Fifth ISCA ITRW on Speech Synthesis
June 14-16, 2004
Concatenative speech synthesis systems attempt to minimize audible discontinuities between two successive concatenated units. In unit selection concatenative synthesis, a join cost is calculated that is intended to predict the extent of audible discontinuity introduced by the concatenation of two specific units. A study was conducted that used human perceptual data on the detectability of mid-vowel concatenation discontinuities to train and to test several models for predicting perceptually-based join costs. Both linear regression (LR) and classification and regression tree (CART) models were used.

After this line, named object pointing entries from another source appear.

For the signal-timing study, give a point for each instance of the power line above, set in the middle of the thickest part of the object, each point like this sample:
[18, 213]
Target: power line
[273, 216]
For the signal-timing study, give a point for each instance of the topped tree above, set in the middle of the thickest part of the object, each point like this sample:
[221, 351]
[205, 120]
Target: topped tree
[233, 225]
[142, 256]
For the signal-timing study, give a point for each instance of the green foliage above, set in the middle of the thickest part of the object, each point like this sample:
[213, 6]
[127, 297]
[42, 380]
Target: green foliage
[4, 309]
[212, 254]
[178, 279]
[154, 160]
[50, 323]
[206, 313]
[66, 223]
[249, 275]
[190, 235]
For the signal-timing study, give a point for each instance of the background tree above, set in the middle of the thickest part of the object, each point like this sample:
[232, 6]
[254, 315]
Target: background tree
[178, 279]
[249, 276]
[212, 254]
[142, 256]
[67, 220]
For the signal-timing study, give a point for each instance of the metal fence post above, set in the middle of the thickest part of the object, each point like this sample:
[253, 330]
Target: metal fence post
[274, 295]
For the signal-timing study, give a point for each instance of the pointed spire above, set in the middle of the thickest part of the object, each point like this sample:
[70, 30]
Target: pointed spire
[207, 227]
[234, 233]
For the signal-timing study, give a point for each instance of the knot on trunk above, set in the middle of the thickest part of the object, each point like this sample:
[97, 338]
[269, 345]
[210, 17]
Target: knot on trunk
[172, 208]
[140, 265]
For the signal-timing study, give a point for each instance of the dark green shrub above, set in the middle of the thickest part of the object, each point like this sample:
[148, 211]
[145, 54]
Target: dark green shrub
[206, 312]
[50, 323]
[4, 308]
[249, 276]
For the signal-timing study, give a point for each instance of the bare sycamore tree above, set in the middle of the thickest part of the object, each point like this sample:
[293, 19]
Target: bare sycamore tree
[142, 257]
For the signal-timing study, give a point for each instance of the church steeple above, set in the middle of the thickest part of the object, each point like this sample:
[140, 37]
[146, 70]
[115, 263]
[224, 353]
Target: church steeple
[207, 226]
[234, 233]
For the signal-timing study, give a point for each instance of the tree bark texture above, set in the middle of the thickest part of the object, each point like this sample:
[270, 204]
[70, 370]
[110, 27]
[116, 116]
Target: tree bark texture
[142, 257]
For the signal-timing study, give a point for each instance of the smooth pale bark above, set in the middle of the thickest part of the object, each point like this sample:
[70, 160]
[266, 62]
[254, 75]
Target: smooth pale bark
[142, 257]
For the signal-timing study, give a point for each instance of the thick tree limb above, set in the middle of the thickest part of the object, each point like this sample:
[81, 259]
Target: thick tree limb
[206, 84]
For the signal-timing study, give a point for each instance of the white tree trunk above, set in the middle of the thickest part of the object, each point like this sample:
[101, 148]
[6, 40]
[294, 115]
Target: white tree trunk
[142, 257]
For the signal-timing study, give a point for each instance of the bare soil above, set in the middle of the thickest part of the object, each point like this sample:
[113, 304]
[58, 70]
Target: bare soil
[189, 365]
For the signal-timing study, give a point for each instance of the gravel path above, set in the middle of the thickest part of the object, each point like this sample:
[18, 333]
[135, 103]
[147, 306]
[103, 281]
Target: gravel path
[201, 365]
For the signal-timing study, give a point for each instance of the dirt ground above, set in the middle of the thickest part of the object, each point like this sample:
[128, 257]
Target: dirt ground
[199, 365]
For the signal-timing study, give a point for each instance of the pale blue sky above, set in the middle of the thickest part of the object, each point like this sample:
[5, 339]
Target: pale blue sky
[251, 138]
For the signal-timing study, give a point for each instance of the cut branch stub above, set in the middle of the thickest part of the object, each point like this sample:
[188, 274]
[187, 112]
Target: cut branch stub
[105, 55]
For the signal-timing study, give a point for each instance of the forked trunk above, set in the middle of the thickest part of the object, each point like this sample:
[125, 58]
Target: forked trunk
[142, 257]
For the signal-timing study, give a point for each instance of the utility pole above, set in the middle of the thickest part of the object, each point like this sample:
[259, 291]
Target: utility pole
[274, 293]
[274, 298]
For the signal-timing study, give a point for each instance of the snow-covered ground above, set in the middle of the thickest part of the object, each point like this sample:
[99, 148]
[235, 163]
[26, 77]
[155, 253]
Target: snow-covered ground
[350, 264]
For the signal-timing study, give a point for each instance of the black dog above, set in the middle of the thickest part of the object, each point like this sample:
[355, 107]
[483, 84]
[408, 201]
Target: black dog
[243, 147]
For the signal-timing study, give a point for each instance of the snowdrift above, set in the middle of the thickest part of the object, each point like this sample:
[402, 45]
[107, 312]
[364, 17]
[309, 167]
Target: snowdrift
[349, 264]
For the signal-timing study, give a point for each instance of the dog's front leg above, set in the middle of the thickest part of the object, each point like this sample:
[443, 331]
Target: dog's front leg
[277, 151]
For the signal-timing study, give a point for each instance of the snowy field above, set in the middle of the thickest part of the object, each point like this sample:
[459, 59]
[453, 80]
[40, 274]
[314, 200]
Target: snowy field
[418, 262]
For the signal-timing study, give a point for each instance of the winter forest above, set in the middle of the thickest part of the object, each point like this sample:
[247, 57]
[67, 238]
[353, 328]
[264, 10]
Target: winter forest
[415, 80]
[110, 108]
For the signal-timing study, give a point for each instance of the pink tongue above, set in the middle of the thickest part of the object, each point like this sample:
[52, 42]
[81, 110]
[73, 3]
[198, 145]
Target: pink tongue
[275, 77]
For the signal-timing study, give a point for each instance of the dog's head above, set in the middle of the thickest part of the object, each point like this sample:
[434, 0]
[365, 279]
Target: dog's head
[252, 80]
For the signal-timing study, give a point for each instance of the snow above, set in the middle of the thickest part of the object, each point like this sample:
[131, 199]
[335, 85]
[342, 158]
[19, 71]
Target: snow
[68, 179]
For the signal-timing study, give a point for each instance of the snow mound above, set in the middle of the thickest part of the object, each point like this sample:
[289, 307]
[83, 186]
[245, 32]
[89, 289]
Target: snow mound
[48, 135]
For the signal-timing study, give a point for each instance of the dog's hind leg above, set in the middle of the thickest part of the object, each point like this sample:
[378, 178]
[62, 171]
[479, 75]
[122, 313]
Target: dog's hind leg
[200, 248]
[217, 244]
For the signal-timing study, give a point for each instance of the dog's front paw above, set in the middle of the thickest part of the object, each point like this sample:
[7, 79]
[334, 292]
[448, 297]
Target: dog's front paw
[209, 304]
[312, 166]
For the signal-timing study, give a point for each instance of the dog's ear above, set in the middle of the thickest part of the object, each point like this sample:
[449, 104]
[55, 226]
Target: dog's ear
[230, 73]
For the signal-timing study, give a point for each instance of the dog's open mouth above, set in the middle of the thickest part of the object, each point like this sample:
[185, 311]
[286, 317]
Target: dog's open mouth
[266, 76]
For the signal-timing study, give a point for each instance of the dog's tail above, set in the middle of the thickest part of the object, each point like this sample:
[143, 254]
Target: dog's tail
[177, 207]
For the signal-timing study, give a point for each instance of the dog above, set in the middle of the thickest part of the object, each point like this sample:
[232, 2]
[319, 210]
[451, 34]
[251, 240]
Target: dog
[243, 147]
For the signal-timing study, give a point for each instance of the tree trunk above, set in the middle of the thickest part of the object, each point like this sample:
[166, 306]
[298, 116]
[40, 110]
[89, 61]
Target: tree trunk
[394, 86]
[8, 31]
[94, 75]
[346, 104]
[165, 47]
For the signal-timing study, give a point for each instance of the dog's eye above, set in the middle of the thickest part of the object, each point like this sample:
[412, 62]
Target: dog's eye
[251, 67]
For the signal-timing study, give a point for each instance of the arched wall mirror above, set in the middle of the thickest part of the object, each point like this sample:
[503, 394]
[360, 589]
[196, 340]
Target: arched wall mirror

Each was trained on several different sets of predictor variables. All LR and some CART models used strictly acoustic predictor variables, some CART models used acoustic plus phonetic categorical variables, and one CART model used strictly phonetic predictors. Results from tests of LR and CART models showed that, when trained with the same acoustic predictor variables, the two models achieved very similar results in predicting human detection rates. Euclidean cepstral distances were superior to VQ cepstral distances as predictor variables. Categorical phonetic predictor variables in CART models greatly improved the accuracy of prediction of concatenation discontinuities.
Bibliographic reference. Syrdal, Ann K. / Conkie, Alistair D. (2004): "Data-driven perceptually based join costs", In SSW5-2004, 49-54.